Le recyclage de capitaux douteux en Suisse est décidément un sujet très délicat. En témoigne une lettre adressée le 12 février 1998 par l'Association bancaire tessinoise (ABT) à la présidente du Fonds national suisse pour la recherche scientifique (FNS), Heidi Diggelmann. Ce document, dont Le Temps a reçu copie, demande au FNS de retirer son soutien au projet «blanchiment dans les produits dérivés», au motif que ce dernier pourrait «gravement nuire à la réputation de notre place financière».

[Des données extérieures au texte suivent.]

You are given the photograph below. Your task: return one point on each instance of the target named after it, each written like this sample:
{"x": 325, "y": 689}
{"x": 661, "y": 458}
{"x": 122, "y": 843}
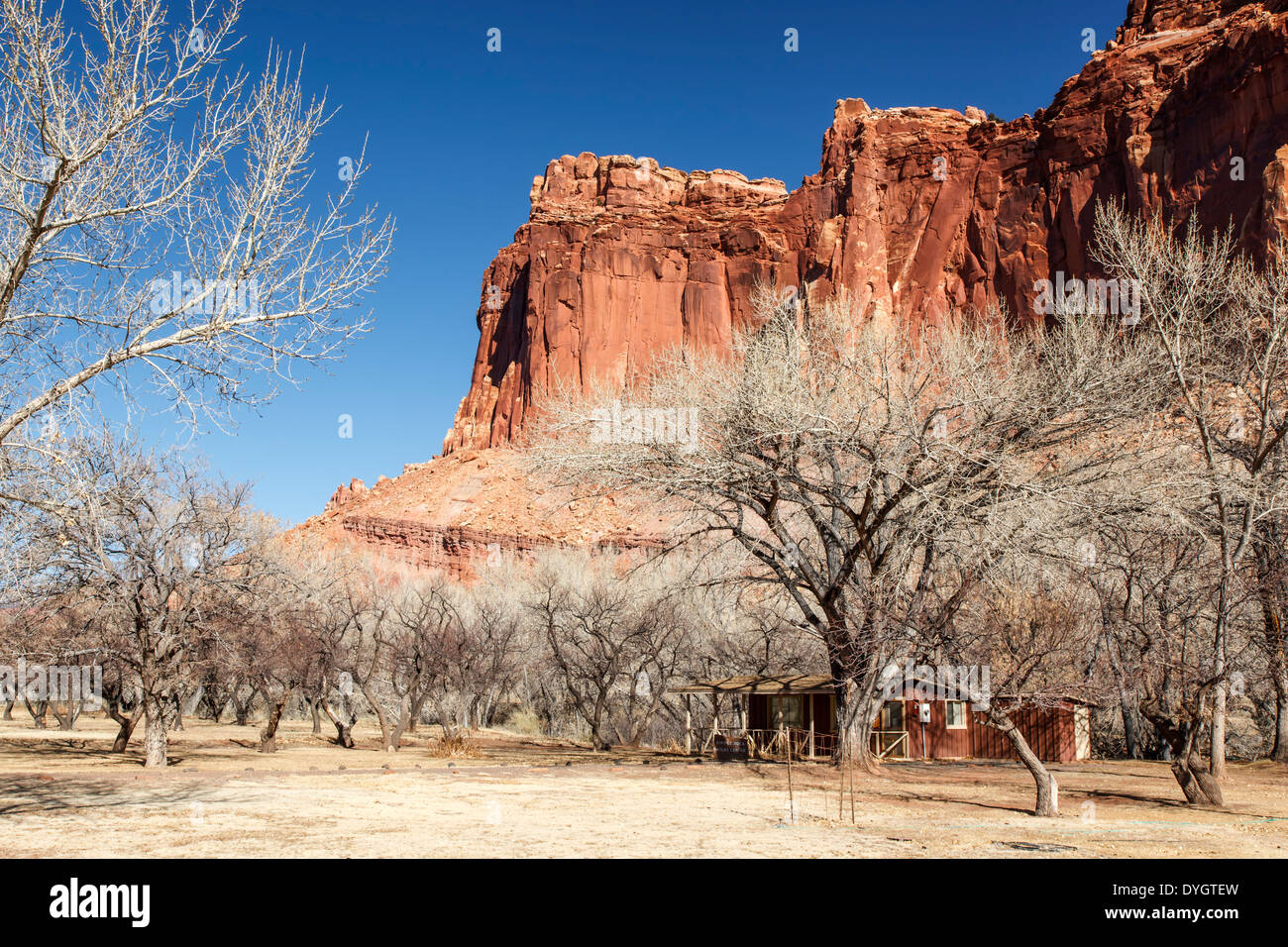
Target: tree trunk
{"x": 268, "y": 736}
{"x": 343, "y": 722}
{"x": 38, "y": 712}
{"x": 65, "y": 722}
{"x": 176, "y": 724}
{"x": 1131, "y": 724}
{"x": 1218, "y": 766}
{"x": 1048, "y": 792}
{"x": 155, "y": 744}
{"x": 854, "y": 719}
{"x": 1279, "y": 753}
{"x": 1223, "y": 688}
{"x": 1198, "y": 785}
{"x": 125, "y": 732}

Le but du projet, lancé en 1997, était d'explorer les possibilités de recyclage des capitaux d'origine criminelle au travers des produits dérivés qui permettent de spéculer sur les variations des titres, des matières premières ou des taux d'intérêt. Les recherches devaient se concentrer sur les places financières de Genève et Lugano. Cela semble avoir profondément dérangé les banquiers tessinois: «Les résultats de telles études […] ont malheureusement tendance à être repris plusieurs fois par les médias, d'abord au Tessin, puis dans le reste de la Suisse et enfin dans les pays voisins», explique l'ABT, qui ajoutait que cette recherche «dont les effets négatifs sont déjà programmés» n'est pas nécessaire, puisque «aucun cas de blanchiment à travers les produits dérivés n'a été constaté dans les dernières années sur la place financière tessinoise». La présence parmi les chercheurs du journaliste Gian Trepp, auteur d'un livre peu amène sur les financiers de la Suisse méridionale, Swiss Connection, dont le sérieux est diversement apprécié des connaisseurs, n'a sans doute pas rassuré les membres de l'ABT.

«Lettre révélatrice»

La lettre des banquiers tessinois est arrivée trop tard pour empêcher que l'étude ne soit achevée: le projet a reçu 140 000 francs du FNS et a débouché sur un rapport final concluant à la possibilité technique du blanchiment par les produits dérivés en Suisse. «La tentative de torpillage a échoué», explique Wolfgang Hafner, l'autre chercheur impliqué dans le projet. «Mais la lettre est révélatrice d'un certain état d'esprit.» La poursuite de la recherche grâce à des fonds européens a en revanche été abandonnée, le Fonds national ayant estimé que la qualité scientifique du travail fourni était «insuffisante», explique le secrétaire du projet PNR40, Christian Mottas.

Abondamment traité par les journalistes et les juristes, le problème du blanchiment d'argent a été peu abordé par les scientifiques. Le programme de recherche PNR40, qui portait sur la criminalité organisée, ne comprenait qu'un seul projet consacré au blanchiment de capitaux criminels, celui contesté par les banquiers tessinois. Une indigence que le FNS n'explique pas par la pression des financiers, mais par le manque de spécialistes dans ce domaine complexe.